Albert Maysles
With his brother David, Albert Maysles helped revolutionize both the documentary and film in general. Through the innovative use of portable cameras and sound equipment, which they helped design, they found a way to take their cameras to the streets, creating the naturalistic cinema-verité style. Working apart from his brother, Albert Maysles collaborated with D.A. Pennebaker and others in following the Kennedy/ Humphrey Wisconsin primary with the 1960 film Primary and collaborated with Jean-Luc Godard for his segment of the anthology film Six In Paris. But he remains best known for his work with David, who died in 1987. Together, they followed The Beatles' first visit to America (with What's Happening!: The Beatles In The U.S.A.) and examined such elusive characters as Marlon Brando, Muhammad Ali, Christo, and Truman Capote. Their most widely remembered films remain Salesman, a look at the soul-crushing life of Bible salesmen; Grey Gardens, a controversial study of a mother-daughter team of New England eccentrics related to Jacqueline Kennedy; and Gimme Shelter a chronicle of the '69 Rolling Stones tour of America that culminated in a free concert at the Altamont Speedway near San Francisco. Staged as one of several responses to Woodstock, Altamont has taken on almost mythic qualities: As the day progressed, a hostile environment developed among musicians, fans, and the security team, a group of Hell's Angels who partook liberally of alcohol and other substances despite their duties. As The Rolling Stones played "Under My Thumb," the Angels killed Meredith Hunter, a black concert attendee who had apparently been taunting them with a gun. In the singularly harrowing Gimme Shelter now being reissued in theaters and later on video, the Maysles Brothers captured the event on camera. Albert Maysles recently spoke to The Onion A.V. Club about the film and his career.
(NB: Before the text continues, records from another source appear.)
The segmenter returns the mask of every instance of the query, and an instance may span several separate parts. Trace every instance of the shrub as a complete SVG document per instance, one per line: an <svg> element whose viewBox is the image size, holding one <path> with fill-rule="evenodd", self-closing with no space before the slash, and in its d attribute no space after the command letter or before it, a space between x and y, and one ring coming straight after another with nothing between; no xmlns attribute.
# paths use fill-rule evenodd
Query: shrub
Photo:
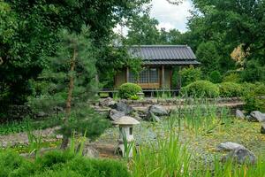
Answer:
<svg viewBox="0 0 265 177"><path fill-rule="evenodd" d="M202 72L201 68L194 68L191 65L190 67L180 70L179 74L181 76L182 85L186 86L193 81L201 80Z"/></svg>
<svg viewBox="0 0 265 177"><path fill-rule="evenodd" d="M223 82L219 85L220 96L222 97L240 96L243 94L241 85L234 82Z"/></svg>
<svg viewBox="0 0 265 177"><path fill-rule="evenodd" d="M258 60L249 60L246 62L245 69L241 74L244 81L265 81L265 66Z"/></svg>
<svg viewBox="0 0 265 177"><path fill-rule="evenodd" d="M222 75L218 71L213 71L209 74L209 81L213 83L220 83L222 81Z"/></svg>
<svg viewBox="0 0 265 177"><path fill-rule="evenodd" d="M118 96L121 98L128 99L141 91L141 88L135 83L124 83L118 88Z"/></svg>
<svg viewBox="0 0 265 177"><path fill-rule="evenodd" d="M0 151L0 176L8 176L7 174L19 170L26 160L18 153L11 150Z"/></svg>
<svg viewBox="0 0 265 177"><path fill-rule="evenodd" d="M223 77L223 82L236 82L238 83L240 81L240 77L238 73L231 73L226 76Z"/></svg>
<svg viewBox="0 0 265 177"><path fill-rule="evenodd" d="M198 81L182 88L180 93L197 97L217 97L219 96L219 88L210 81Z"/></svg>

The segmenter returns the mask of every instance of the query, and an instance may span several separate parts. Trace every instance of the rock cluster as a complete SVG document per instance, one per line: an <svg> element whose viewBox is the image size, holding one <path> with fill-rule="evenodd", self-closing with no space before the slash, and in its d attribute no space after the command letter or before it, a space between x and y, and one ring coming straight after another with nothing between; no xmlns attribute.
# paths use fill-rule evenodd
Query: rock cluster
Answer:
<svg viewBox="0 0 265 177"><path fill-rule="evenodd" d="M222 161L231 159L238 164L255 164L257 161L257 158L252 151L236 142L222 142L216 147L216 150L229 151L227 155L222 158Z"/></svg>
<svg viewBox="0 0 265 177"><path fill-rule="evenodd" d="M236 117L240 119L247 119L252 122L260 122L261 125L261 133L265 134L265 113L261 113L258 111L250 112L249 115L245 116L240 110L236 111Z"/></svg>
The Onion: Whose idea was it to cover the '69 Rolling Stones tour?
Albert Maysles: My brother and myself.
O: Why The Rolling Stones and why then?
AM: Well, we didn't know the Stones that well, the music or them. We'd never met them. But a very good friend of mine, the cinematographer Haskell Wexler, had been talking to them about a film. And I guess that didn't work out. He called us in San Francisco and said they were going to be in New York at the Plaza Hotel the next day, and that we might want to make a film with them. So we met them, and it just so happened that the next evening they had a concert in Baltimore. So we rushed off to Baltimore, and we thought they were terrific, of course. And we had a hunch, and that's all we could go on, that it would be more than a concert film. We didn't want to make a concert film; that wouldn't be enough. So, a few days later, we spent a couple of days filming them at Madison Square Garden and got really excited. Then we went to Muscle Shoals and Altamont, and after that we made a brief trip to England, and then did the filming of them watching the playback.
O: One of the most striking things about the film is how the mood of Altamont feels like a disaster in the making even before the bands play. Did you get that sense at the time, or is it something only seen in retrospect?
AM: I didn't get it, but Keith [Richards] is such a perceptive person: As we were approaching Altamont in the middle of the night, walking across the field we came across a fence and began to pull down the fence so we could climb over it. That's where he came up with the expression, "The first act of violence." And it happened later on.
O: It seems like a strange film to market, particularly as a re-release, because it's such a harrowing thing to watch.
AM: Somehow, I can't explain it, but maybe above all Gimme Shelter is a film you have to see over and over and over again. You can never get enough of it. Which is something of an irony, because you think, well… Suppose you saw an earthquake, for example. You see a little bit of it on television and you don't want to see any more. But here, there's too much going on. Every time you see this film, I think you see something you missed before. For example, the killing scene is kind of like that film Blow-Up. With Blow-Up, it's just a simple thing, a man in a bush. Here, you've got to wonder, when you see this scene, what's going on in the minds of each of the people who are around the killing. It must have occurred to many people, and it certainly occurred to me. Could anyone have stopped it? You can't see enough of this frightful, awful experience in one sitting. When the film was over, I wasn't sure—none of us were—that we'd gotten the murder. Finally, I hit upon it and just ran it over and over, slowly, frame by frame.